A residency card is usually either renewable after ten years or permanent, whereas the other cards are mostly renewable annually (but holders may apply for a residency card, on conditions of language skills and earning at least the Smic, after five years).
These arrangements would require new laws to be passed by government order. A law allowing the government to pass new laws by order, so as to deal rapidly with the no-deal scenario, is expected to be passed definitively by Parliament today.
Connexion is seeking to find out more about what is proposed, including whether people who already have a permanent carte de séjour as European citizens will be allowed to simply exchange it for one of the new cards.
It is also planned that the order will preserve the social security rights of Britons living in France before Brexit, allow them to stay in certain regulated professions not open to non-EU foreigners (notaires, avocats, accountants…) and to remain as fonctionnaires (civil servants, including teachers in state schools, nurses in public hospitals etc).
The Prime Minister’s office says a separate order would “ensure the continuity of certain financial activities, in particular relating to insurance, after the loss of the UK’s financial passport”. This may refer to, for example, ensuring that people living in France could continue to receive pensions from British private pensions managed by British insurance companies as well as insurance pay-outs from British insurance contracts.
We have also asked to clarify this point.
Other orders would be made on matters such as preparations at the ports and airports.
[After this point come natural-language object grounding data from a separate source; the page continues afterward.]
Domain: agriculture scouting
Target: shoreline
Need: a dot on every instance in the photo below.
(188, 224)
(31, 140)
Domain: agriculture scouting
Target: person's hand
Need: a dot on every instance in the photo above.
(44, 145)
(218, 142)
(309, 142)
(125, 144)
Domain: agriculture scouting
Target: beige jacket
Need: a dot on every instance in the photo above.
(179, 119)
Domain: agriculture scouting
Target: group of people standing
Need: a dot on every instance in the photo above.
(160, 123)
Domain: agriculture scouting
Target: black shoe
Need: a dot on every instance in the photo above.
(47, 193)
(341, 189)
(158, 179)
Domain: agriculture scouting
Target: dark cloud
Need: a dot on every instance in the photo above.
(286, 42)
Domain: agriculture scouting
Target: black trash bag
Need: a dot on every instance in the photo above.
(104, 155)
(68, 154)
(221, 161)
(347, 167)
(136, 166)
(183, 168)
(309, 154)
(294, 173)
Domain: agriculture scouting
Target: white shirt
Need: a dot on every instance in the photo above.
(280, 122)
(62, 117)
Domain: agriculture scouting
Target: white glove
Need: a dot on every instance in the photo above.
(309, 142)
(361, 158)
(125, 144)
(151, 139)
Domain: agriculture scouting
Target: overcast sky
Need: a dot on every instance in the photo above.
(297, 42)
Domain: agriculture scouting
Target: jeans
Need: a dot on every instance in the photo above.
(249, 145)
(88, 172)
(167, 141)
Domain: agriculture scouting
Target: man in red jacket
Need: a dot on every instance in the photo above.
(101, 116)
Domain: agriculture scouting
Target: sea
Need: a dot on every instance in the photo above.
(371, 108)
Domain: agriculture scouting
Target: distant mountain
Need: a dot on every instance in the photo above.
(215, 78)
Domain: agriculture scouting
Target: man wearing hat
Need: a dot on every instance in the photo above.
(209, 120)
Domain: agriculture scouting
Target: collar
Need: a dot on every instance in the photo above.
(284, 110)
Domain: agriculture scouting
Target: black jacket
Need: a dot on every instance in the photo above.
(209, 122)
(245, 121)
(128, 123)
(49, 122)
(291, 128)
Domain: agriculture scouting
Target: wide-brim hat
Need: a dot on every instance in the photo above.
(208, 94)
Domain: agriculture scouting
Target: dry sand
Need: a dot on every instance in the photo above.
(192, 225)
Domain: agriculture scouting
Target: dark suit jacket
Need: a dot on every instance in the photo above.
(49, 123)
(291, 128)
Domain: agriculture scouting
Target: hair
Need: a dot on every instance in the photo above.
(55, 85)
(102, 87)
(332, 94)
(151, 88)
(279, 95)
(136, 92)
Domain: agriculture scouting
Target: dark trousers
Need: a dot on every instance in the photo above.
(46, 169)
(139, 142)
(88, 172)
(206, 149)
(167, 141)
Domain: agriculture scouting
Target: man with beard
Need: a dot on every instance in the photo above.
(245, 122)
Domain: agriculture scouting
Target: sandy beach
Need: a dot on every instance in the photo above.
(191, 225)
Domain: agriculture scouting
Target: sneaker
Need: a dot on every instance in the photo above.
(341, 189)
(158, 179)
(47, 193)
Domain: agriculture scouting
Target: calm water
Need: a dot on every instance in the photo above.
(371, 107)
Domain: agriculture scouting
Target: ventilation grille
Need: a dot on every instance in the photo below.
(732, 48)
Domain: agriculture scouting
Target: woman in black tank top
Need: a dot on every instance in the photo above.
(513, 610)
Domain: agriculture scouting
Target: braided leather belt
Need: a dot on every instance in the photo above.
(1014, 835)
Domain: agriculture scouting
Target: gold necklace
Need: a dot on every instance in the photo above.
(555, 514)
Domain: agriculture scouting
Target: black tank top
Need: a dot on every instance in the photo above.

The Prime Minister’s office says in a statement that they have asked the Interior Ministry and the Europe and Foreign Affairs Ministry to keep Britons in France well-informed. It says in a statement: “Brexit will be a change, but we are determined to maintain the excellent level of integration between our two countries.”
Mr Philippe said today France is "quite legitimately waiting for a similar level [or protections] from the British side and we hope good sense will prevail on the other side of the Channel".